Hyponatraemic hypertensive syndrome (HHS) is associated with unilateral renal ischaemia1. It is characterised by resistant hypertension, elevated renin and aldosterone, pressure natriuresis with consequent hyponatraemia, hypokalaemia and volume depletion2.
A 48 year old woman presented with chronic hyponatraemia (Na 113-124 mmol/L [135-145]) and confusion. Background included hypertension (normotensive on olmesartan, lercanidipine, enalapril and moxonidine) and peripheral vascular disease. Serum sodium 131 mmol/L [135-145], osmolality 274 mOsm/kg [275-295], urine osmolality 212 mOsm/kg [300-900] and urinary sodium 53 mmol/L [N high ≤ 16]. Secondary causes of hyponatraemia were excluded (Cortisol 775 nmol/L [100-540], TSH 1.46 [0-12]). Olmesartan, enalapril and lercanidipine were withdrawn over 2 months. The patient deteriorated, requiring hospitalisation with increased confusion, hypertension (160/90mmHg sitting, 120/80mmHg standing), hyponatraemia (Na 113, serum osmolality 241 mOsm/kg, urine osmolality 229 mOsm/kg, urine sodium 11 mmol/L), hypokalaemia (2.7 mmol/L [3.2-5]), and acute kidney injury (eGFR 33 ml/min/1.73m2).

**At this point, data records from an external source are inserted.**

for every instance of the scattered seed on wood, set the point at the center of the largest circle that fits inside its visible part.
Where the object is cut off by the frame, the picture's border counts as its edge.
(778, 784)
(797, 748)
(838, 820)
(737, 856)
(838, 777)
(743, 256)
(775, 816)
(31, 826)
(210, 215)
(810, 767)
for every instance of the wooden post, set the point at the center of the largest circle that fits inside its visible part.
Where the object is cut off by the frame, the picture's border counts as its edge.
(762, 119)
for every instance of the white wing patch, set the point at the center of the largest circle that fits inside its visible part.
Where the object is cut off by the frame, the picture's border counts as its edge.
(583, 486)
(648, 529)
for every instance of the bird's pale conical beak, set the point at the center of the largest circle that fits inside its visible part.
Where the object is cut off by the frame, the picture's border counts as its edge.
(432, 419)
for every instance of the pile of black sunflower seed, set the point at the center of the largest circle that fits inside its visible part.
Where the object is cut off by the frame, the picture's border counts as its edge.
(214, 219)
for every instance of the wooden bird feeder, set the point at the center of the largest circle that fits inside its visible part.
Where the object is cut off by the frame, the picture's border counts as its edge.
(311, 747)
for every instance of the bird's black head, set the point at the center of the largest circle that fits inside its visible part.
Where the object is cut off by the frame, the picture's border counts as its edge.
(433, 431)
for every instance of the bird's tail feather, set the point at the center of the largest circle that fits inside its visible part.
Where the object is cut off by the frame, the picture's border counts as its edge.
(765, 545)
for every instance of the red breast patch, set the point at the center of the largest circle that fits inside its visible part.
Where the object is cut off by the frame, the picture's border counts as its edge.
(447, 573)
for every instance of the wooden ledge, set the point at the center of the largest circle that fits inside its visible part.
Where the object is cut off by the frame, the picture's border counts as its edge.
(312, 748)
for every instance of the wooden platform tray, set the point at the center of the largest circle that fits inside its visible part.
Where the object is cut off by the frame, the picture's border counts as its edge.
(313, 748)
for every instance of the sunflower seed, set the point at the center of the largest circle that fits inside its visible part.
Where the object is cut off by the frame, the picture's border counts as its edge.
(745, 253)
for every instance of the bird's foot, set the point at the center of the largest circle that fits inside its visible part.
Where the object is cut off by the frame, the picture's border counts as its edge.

Serum aldosterone was increased (3435 pmol/L [80-1040]). 24 hour urine protein was elevated 20.42 g/day with negative nephrotic screen. Renal ultrasound demonstrated a hypoplastic left kidney (7.59cm) with absent renal artery flow. On day 4 the patient transferred to the intensive care unit with hypertensive encephalopathy requiring sedation. Sodium normalised over 12 hours with 3% hypertonic saline. Blood pressure was controlled following reintroduction of ACE inhibition (ramipril 10mg). Renal vein sampling revealed elevated plasma renin (> 8000 Fm/L/s [100-1500]) with right and left renal vein renin 7433 Fm/L/s and > 8000 Fm/L/s respectively. DTPA scan identified virtually non-functioning left kidney. Blood pressure, electrolytes, proteinuria and renal function improved with ramipril. This is consistent with HHS, driven by unilateral renal ischaemia.
HHS is underreported 3,4. The cornerstone of therapy is nephrectomy or blockade of renin angiotensin aldosterone system. Clinicians need to be aware of the phenomena and vigilant to the dangers of ceasing ACE blockade in such individuals.